Sunday, 21st September 2014
Rating: 8.5/10

India’s Dhwesha are a shrewd trio of blackened doom death metallers with a lot of talent and an inordinate sound that juggles gruesome, heavy, filthy death metal and maintains a sense of musicality putting forth full-blown hefty aggression even in the lightest, warmest riffs. Beastly and ungodly wrath seeps from the speakers like coagulated blood inside a horrendous bruise, that with the addition of Indian instruments basically describes the awesomely fearsome sounds of their first-full length, Sthoopa.

All eight of these crushing songs are composed in carefully structured designs, each made with an organic flora of mildly muddled and robustly raw tones.

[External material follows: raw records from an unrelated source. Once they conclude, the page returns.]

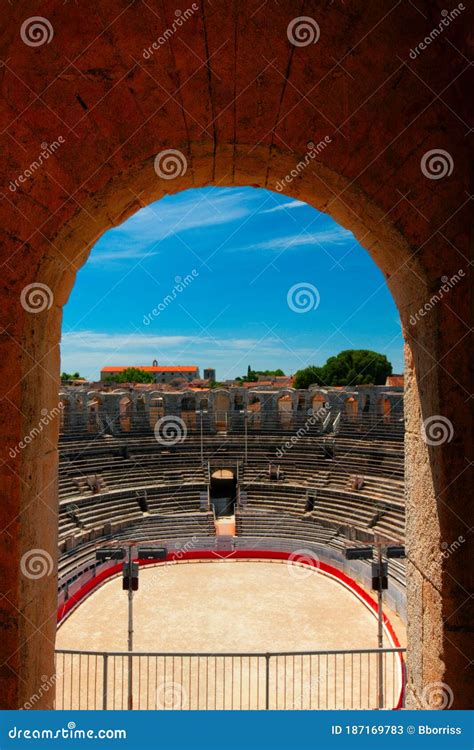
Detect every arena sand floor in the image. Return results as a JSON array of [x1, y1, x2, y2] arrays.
[[56, 560, 406, 710]]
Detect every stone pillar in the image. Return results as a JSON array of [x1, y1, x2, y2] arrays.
[[0, 304, 60, 709], [404, 311, 473, 709]]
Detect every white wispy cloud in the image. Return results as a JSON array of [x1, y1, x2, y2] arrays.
[[228, 225, 353, 253], [89, 188, 261, 265], [260, 199, 306, 214], [62, 331, 192, 351]]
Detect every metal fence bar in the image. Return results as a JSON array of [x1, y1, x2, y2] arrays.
[[56, 647, 405, 657], [102, 654, 108, 710], [55, 647, 405, 711]]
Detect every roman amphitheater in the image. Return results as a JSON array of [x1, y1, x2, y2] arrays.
[[0, 0, 471, 713], [54, 384, 406, 710]]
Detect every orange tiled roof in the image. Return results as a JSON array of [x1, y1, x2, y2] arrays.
[[101, 366, 198, 373]]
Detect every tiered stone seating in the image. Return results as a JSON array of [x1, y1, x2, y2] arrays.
[[57, 415, 406, 595], [237, 484, 403, 539], [336, 414, 404, 442], [235, 511, 343, 547]]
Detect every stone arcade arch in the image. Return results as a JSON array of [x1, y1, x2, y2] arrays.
[[148, 393, 164, 429], [213, 391, 231, 431], [344, 396, 358, 419], [118, 395, 133, 432], [181, 394, 197, 429], [86, 394, 103, 434], [311, 392, 326, 417], [277, 393, 294, 428], [248, 394, 263, 430], [378, 396, 392, 424], [0, 1, 471, 709]]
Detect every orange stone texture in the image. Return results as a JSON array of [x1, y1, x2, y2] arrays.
[[0, 0, 472, 708]]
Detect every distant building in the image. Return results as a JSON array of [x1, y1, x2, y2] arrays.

Launching off a sick introduction solo, the first song, “Sattva Bali,” instantly draws attention. “Hoy! Sala” is a hard-hitting rhythmic flow that’ll surely take you on a ride through its viscosity. “Yuddhabhumi” has quite a cool composition and hot style: introduced by a blow of a horn, centered on a body armored in opaque sounds, ending with a most excellent tribal-esque drum solo that is neither too long nor too short but strides to get feet uncontrollably stomping like a rampaging elephant.

The only thing that could possibly ruin this album for folks is having someone point out that the deep gutturals sound like vociferous burps. Nevertheless, the vocals match well with the overall low, dense and compressed sound of the album. All levels and pitches of bass are definitely dominate here.

The album art is simple but very detailed and artistic, plus the old-school black metal-ish logo of theirs looks great on it. Dhwesha seem to take all steps in putting together an album quite seriously and thoughtfully. If you want to hear a decent unconventional doom metal record, one couldn’t ask for much more than Sthoopa. It’s heavy, unique, has a fair length of approximately forty minutes and a suitable number of eight tracks. Sometimes the outros are a bit long but that somewhat adds to the album’s repeatable playability. It’s a grandly thunderous listen and a tuneful storm to be listened to over and over.